The policy of China to move up the value chain in global manufacturing is causing manufacturing operations of low-value goods to relocate to other lower-cost production sites such as in Viet Nam, Bangladesh and Indonesia.54 Chinese manufacturers have been moving up to the value chain as exports in power equipment, auto parts and electronics are growing faster than average. Research from the Boston Consulting Group argues that with rapidly rising labour costs in China, manufacturing business could shift operations from China back to the United States.56 Another research by Cost and Capital Partners suggests that relocation is taking place towards Mexico rather than the United States in view of Mexico’s cost competitiveness and more reliable supply chains.57 This is further illustrated by recent data from Piers indicating that exports from China to the United States have been growing at a much slower rate (2 per cent for the 12 month period up to January 2012) than exports from Mexico to the United States (68 per cent over the same period). Overall, both the cost and the transit time of shipping are viewed as key considerations for moving from China to Mexico.

Import demand from China could also have a deep impact on future container trade patterns. Supported by the policy within China of promoting greater consumer spending, some re-balancing of container trade flows is emerging, breaking away from past trends as container ships are increasingly sailing full to China. The shift not only reflects the robust Chinese demand for raw materials and commodities, including metals, waste paper and plastics, but also its growing demand for higher-value goods. These include items such as machine tools and instruments, hi-tech products, luxury goods and cars.

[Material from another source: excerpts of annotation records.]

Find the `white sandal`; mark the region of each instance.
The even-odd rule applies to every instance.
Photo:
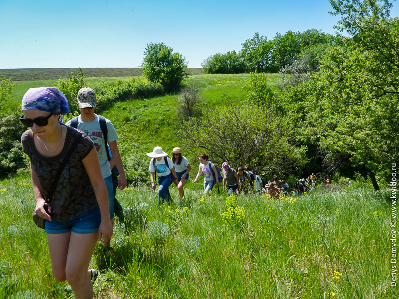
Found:
[[[97,278],[98,277],[98,271],[93,269],[90,269],[89,270],[91,272],[91,278],[90,278],[91,283],[94,284]]]

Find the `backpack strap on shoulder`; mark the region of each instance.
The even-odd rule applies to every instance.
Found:
[[[106,146],[108,143],[108,128],[107,128],[107,123],[105,121],[105,118],[101,115],[99,115],[98,122],[100,123],[100,128],[101,129],[101,132],[103,133],[104,141],[105,143],[105,150],[107,152],[107,157],[108,158],[108,161],[109,161],[111,159],[111,157],[110,156],[109,151],[108,151],[108,147]]]
[[[71,120],[71,127],[72,128],[78,128],[78,118],[79,116],[75,116]]]
[[[165,164],[166,165],[166,167],[167,167],[169,169],[171,169],[169,167],[169,164],[168,163],[168,158],[167,157],[167,156],[164,156],[164,161],[165,161]]]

In a separate development and against a background of increasing costs and lower earnings, container shipping witnessed a structural change in 2011 with the emergence of alliances and oligo-polistic competition. At the same time, decisions to maintain exemptions of liner shipping from the application of competition laws have been made by a number of administrations during the year. In February 2012, a study for the United States Federal Maritime Commission (FMC) did not confirm the merit of repealing the exemption, while in Singapore, the block exemption from competition rules for liner shipping agreements was extended until 2016. Japan also decided to maintain its antitrust immunity system till at least 2015, while an agreement by the Asia-Pacific Economic Cooperation (APEC) forum was adopted in 2011 setting up guidelines on maritime competition rules for consortia. In Europe, however, where such exemptions were repealed in 2008, compliance with the competition law continues to be enforced by the European Commission, which in March 2012 fined 14 international logistics companies, including UPS and Kuehne and Nagel, €169 million for operating four price-fixing cartels.

Finally, another important concern for the container industry was dealt with in 2011 as the call by the shipping and port industries for mandatory controls on the weighing of freight containers received full attention at the International Maritime Organization (IMO). An amendment to the International Convention for Safety of Life at Sea (SOLAS) to create a new legal obligation requiring containers’ actual weight to be verified prior to loading aboard a ship is now being considered by IMO. The need for this requirement became more evident after the accident of the container ship MOL Comfort.